Saturday, April 18, 2009

Social Security Numbers

Assuming that you have a legitimate need to capture social security numbers (human resources app?), you may want to validate and format them consistently. The actual code for both languages combined is a little bit too long to post, so I'll just talk about the algorithm.

A social security number is a nine-digit number and can be matched with the following regular expression: ^\d{3}\-?\d{2}\-?\d{4}$. If it can't pass this test, it's not a valid social security number. However, passing this simple test doesn't guarantee validity, so we need to keep checking.

  • No digit group can consist of only zeros, and the first group cannot be 666. We check for these errors with the following regular expression: ((000|666)\-?\d{2}\-?\d{4}|\d{3}\-?00\-?\d{4}|\d{3}\-?\d{2}\-?0000.

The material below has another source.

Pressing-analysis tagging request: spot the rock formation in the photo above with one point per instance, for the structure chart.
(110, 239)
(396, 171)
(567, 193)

  • Numbers from 987-65-4320 to 987-65-4329 are reserved for use in advertisements, and other previously legitimate numbers have been invalidated because of use in advertisments. We check for these errors with the following regular expression: 987\-?65\-?432\d{1}|042\-?10\-?3580|062\-?36\-?0749|078\-?05\-?1120|095\-?07\-?3645|128\-?03\-?6045|135\-?01\-?6629|141\-?18\-?6941|165\-?(16|18|20|22|24)\-?7999|189\-?09\-?2294|212\-?09\-?(7694|9999|219\-?09\-?9999|306\-?30\-?2348|308\-?12\-?5070|468\-?28\-?8779|549\-?24\-?1889)

  • Last but not least, the first three numbers are never higher than 772 (well, not yet; this could change in the future). For this I used a simple string conversion and numeric comparison.

The complete, commented source code is available on Snipplr:

Next week we'll head north of the border to my country and see what the Canadian equivalent of the Social Security Number is, and how we can validate them.


Deryck said...
This comment has been removed by the author.
Deryck said...

It seems the Drupal policy on outside code restricts to GPL only. Would you be willing to change the license over to GPL?

Scott said...

That's the biggest reason why I didn't license my code under GPL in the first place: I didn't want to restrict people from using it in non-GPL works.

I know that's not the answer you want to hear, but I do have a solution for you. The code is not very complicated, so you could probably write your own equivalent using my code only as reference.

What I recommend for attribution is just a link back to this blog post. I personally find it helpful when going through someone's code (or even my own several months later) to see where the heck something came from.